Here’s a shocking headline – boring cybersecurity training doesn’t make for secure employees.

Osterman Research conducted a study and found that those who do get security training are more likely to spot phishing and other threats when compared against those without training, and the research also shows that employees get far more out of interesting and engaging training.

Other key findings:

  • About 45% of employees surveyed expect to spend 15 minutes or more per month in training by mid-2021. That’s up from 26% in 2020.
  • Security and IT leaders, their staff members and business leaders are largely on board with the idea that developing a strong cybersecurity culture is important. Everyday employees, however, are much less convinced about the importance of doing so.
  • Cybersecurity awareness training is perceived to be as important as technology in dealing with security threats; therefore, organizations will devote more employee time to training over the next year.

Meanwhile, Gartner’s VP of research speaks to the value of security metrics – context matters.     From the coverage in CIO Dive:

Numbers without the “why” context won’t capture the story the metrics are there to support. When presenting security metrics and data to non-technical stakeholders, security leaders’s messaging could get lost in translation.

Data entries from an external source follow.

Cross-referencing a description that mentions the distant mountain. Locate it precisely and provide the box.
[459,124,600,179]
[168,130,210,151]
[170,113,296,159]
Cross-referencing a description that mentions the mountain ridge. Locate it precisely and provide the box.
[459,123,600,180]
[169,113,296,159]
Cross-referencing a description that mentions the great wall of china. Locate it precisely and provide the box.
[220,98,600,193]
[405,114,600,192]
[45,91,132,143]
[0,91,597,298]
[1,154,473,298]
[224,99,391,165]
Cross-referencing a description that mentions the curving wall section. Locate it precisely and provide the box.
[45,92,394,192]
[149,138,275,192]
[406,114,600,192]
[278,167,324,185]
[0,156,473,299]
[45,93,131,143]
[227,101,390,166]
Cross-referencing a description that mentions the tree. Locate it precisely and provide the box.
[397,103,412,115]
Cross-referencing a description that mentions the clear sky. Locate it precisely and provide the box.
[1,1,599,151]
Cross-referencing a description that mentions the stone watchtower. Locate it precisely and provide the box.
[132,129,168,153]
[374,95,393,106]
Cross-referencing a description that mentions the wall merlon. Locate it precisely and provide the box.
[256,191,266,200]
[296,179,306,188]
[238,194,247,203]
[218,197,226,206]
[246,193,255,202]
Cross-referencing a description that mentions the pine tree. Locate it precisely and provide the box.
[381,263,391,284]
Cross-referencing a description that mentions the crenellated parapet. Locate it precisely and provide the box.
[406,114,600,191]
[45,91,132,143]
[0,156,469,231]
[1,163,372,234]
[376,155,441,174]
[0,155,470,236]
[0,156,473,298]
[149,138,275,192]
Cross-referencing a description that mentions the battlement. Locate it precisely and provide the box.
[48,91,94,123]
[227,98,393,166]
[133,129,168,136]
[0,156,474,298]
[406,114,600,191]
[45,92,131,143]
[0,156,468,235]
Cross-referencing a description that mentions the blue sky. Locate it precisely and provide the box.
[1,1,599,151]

Security leaders need to know why they’re presenting security metrics and numbers, what makes them relevant, and if they’re even needed to get their point across to their audience: finance, legal, marketing, sales. 

Why do we care?

Well, duh, right?       The snark makes the point – don’t miss the obvious piece about making it effective, and good content is not easy.   If it was, everyone would be doing it – and because it’s hard, it’s also profitable.

The “why” context is important in not just security, of course, although here it’s important to reinforce.   Again, that whole business value – if you’re solving problems and explaining the “why” of things, you will be more effective.